Le 68 des enfants : une révolution dans les albums ?
A l'occasion des 50 ans de mai '68, j'ai eu l'occasion de voir l'exposition "Le 68 des enfants: l'album jeunesse fait sa révolution" à la médiathèque Françoise Sagan. Les albums, manuscrits, objets et affiches exposés font partie du fonds patrimonial Heure Joyeuse, constitué en partie des archives de l'éditeur engagé François Ruy Vidal.
L'expo donne à voir la naissance d'une génération d'auteurs et illustrateurs comme Nicole Claveloux, Étienne Delessert, Henri Galeron, Claude Lapointe ou encore Agnès Rosenstiehl.

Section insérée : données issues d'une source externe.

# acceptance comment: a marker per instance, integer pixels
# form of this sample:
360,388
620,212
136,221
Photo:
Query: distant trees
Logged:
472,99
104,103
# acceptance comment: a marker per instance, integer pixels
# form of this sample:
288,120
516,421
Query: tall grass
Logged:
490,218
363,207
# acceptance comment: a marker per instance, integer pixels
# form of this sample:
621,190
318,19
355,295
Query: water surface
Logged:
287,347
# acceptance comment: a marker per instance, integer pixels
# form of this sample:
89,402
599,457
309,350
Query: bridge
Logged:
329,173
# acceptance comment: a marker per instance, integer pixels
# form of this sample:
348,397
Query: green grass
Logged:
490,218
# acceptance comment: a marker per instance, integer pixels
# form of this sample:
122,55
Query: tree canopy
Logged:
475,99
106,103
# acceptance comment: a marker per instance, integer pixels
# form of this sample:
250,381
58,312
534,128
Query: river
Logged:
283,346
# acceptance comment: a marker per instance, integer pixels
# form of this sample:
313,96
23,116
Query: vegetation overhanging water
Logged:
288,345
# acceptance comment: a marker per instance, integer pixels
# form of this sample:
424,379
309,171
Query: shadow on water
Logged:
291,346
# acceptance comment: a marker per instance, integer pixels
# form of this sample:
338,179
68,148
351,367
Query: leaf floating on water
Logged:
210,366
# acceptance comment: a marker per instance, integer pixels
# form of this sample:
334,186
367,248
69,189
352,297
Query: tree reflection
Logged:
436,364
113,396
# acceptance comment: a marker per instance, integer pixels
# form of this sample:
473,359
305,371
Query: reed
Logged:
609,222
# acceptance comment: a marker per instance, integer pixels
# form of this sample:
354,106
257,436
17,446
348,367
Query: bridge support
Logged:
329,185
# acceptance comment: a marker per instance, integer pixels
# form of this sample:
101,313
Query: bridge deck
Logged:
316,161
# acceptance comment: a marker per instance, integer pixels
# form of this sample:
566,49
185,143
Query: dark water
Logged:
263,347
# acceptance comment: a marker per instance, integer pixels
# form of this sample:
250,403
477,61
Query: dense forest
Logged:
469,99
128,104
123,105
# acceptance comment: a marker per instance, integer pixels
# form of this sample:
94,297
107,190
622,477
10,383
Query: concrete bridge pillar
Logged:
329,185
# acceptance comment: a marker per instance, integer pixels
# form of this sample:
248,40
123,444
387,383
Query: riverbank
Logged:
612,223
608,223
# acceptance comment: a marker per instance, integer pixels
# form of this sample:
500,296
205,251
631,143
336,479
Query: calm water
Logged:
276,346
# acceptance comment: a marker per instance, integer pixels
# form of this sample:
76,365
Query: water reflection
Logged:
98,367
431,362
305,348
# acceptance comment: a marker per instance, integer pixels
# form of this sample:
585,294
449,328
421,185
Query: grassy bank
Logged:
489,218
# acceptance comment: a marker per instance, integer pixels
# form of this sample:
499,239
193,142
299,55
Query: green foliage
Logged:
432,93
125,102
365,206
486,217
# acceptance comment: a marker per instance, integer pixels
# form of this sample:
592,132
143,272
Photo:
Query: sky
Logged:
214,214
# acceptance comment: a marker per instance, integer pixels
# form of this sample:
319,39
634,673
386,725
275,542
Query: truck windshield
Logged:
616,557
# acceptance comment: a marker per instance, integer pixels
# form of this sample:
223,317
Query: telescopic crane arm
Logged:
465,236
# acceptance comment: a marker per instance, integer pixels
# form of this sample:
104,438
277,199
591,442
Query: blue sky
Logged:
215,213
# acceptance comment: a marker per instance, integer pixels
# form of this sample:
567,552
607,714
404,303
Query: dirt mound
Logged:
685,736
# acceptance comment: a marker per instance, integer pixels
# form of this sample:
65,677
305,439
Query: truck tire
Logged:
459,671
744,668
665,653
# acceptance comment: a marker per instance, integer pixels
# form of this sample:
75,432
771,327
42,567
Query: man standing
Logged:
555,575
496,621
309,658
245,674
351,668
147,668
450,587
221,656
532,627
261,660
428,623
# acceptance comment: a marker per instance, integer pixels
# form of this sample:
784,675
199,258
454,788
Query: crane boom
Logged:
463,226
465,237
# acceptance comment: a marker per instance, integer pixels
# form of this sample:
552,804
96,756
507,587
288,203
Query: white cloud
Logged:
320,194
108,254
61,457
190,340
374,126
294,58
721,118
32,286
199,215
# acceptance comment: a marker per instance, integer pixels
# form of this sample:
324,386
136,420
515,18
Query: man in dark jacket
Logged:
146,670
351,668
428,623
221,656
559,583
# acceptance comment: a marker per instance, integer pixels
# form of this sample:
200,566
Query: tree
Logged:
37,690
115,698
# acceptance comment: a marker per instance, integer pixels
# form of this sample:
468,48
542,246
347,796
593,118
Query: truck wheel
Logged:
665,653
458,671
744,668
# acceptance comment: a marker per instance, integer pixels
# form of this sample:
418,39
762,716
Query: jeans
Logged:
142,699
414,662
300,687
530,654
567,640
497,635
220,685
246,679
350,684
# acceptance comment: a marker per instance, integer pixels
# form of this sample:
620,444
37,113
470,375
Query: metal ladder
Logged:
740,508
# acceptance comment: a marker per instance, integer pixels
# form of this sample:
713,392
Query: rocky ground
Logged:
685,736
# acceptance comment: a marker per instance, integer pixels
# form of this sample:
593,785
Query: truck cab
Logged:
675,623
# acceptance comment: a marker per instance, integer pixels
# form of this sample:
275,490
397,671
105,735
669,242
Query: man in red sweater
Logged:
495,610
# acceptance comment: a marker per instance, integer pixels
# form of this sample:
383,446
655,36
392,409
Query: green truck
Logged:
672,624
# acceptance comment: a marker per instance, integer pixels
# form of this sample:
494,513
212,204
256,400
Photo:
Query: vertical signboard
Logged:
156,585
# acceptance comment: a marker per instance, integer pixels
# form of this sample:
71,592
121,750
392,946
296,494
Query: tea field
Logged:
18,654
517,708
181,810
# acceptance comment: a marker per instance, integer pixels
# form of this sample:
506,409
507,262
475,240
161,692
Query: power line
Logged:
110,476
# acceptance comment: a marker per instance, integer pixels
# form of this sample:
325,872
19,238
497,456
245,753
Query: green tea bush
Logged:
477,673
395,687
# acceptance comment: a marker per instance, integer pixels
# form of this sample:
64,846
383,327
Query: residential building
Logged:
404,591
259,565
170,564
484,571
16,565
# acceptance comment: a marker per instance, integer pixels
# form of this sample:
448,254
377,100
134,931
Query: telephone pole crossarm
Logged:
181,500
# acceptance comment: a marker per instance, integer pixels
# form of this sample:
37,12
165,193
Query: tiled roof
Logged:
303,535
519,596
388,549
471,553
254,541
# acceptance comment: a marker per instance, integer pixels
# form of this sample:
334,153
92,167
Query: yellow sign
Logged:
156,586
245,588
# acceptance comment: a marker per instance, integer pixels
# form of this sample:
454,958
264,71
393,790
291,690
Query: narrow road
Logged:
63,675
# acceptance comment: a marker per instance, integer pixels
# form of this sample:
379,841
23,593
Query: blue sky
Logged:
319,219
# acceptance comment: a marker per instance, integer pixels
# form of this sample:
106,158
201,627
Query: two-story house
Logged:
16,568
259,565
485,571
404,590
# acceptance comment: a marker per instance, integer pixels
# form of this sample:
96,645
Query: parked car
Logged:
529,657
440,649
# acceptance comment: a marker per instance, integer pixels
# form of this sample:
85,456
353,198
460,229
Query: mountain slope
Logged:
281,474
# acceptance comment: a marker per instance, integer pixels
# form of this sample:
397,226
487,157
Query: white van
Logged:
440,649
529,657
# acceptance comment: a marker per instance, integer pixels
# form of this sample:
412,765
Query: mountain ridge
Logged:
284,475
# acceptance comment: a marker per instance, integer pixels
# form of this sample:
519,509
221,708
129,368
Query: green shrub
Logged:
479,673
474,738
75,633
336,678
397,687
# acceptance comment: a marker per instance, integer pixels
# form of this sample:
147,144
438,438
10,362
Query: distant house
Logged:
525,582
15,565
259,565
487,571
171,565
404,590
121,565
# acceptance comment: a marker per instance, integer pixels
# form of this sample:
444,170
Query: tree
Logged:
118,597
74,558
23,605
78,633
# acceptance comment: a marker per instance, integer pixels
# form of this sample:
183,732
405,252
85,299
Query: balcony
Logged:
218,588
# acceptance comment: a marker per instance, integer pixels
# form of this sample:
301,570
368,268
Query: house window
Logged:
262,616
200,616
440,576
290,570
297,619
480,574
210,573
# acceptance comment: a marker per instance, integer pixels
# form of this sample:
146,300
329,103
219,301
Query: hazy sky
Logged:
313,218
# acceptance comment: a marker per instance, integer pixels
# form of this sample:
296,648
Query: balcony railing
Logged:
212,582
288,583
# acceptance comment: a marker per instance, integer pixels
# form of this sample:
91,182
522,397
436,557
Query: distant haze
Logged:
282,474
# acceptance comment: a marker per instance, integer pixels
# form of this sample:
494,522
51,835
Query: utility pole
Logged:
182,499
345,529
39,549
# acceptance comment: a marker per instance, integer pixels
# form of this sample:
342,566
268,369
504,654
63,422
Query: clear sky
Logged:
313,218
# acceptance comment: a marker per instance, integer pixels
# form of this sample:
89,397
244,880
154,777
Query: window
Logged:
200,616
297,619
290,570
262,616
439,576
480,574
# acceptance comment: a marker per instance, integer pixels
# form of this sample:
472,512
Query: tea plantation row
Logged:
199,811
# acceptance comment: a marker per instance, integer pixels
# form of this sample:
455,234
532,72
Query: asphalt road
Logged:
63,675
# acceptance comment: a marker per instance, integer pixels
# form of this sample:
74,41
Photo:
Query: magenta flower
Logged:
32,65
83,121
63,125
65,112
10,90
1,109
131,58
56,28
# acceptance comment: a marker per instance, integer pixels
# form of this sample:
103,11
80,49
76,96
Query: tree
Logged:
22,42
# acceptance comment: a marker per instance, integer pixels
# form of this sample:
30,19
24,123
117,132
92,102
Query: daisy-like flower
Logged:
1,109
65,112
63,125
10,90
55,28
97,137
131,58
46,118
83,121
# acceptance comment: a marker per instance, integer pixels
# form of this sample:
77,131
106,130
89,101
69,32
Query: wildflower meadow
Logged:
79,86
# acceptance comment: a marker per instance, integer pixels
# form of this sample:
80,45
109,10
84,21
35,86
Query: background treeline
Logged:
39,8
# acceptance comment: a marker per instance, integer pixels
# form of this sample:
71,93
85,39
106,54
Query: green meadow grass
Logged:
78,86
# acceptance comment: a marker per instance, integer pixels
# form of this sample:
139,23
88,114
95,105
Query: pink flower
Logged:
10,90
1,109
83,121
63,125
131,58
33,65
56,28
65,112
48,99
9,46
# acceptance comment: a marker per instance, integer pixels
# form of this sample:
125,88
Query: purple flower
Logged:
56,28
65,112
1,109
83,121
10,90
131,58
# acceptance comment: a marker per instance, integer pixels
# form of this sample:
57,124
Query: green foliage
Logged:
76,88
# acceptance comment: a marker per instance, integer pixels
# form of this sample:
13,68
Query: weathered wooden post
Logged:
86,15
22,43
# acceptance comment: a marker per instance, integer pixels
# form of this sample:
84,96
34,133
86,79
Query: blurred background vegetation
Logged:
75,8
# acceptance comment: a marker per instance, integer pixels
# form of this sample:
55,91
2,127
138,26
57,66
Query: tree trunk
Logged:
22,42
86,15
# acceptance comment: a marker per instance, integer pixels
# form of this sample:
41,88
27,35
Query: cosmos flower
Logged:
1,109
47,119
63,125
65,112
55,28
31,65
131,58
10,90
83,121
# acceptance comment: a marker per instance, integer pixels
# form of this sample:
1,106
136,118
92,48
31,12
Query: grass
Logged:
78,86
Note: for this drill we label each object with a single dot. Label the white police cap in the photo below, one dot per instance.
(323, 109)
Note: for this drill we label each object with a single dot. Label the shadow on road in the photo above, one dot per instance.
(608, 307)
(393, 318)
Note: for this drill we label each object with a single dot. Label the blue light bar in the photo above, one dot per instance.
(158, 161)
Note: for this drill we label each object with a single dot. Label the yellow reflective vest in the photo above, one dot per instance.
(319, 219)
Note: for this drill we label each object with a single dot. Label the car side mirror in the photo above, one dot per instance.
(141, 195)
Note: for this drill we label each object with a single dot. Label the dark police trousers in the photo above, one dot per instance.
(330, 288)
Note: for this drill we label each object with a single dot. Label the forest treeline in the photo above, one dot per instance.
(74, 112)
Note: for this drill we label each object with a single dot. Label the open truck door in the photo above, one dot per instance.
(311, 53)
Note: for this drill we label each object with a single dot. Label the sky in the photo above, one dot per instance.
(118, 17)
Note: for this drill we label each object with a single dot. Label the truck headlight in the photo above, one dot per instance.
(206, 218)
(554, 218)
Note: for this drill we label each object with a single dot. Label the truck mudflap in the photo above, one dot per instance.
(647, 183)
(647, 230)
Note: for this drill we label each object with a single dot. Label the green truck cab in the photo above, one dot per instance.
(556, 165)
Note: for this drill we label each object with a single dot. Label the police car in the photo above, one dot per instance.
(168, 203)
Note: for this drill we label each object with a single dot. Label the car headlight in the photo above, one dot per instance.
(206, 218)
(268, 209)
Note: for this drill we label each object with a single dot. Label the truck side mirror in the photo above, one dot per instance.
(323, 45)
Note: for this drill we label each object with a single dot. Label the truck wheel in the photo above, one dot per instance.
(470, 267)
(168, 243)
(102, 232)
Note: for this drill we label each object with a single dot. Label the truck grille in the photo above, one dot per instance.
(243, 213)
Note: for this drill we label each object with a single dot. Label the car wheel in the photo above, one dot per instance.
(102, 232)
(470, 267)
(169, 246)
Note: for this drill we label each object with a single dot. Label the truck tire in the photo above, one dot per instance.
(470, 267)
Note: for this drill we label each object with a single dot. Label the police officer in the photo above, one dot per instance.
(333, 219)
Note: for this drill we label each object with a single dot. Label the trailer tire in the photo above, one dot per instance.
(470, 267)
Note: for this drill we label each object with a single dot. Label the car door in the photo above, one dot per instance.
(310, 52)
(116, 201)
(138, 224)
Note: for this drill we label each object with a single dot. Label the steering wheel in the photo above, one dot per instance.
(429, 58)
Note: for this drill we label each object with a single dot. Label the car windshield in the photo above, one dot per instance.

A travers leurs créations, nous assistons au renouvellement de l'album à cette époque: le trait se libère et le graphisme innove, il suffit de penser à Les aventures d'une petite bulle rouge, publié encore aujourd'hui depuis 1968.
Mais ce sont surtout les thématiques qui renouvellent les albums : le pacifisme, la contestation, le psychédélisme, le féminisme, l'antiracisme, la politique remettent en question la société, la secouent et envahissent la littérature jeunesse d'une façon inédite.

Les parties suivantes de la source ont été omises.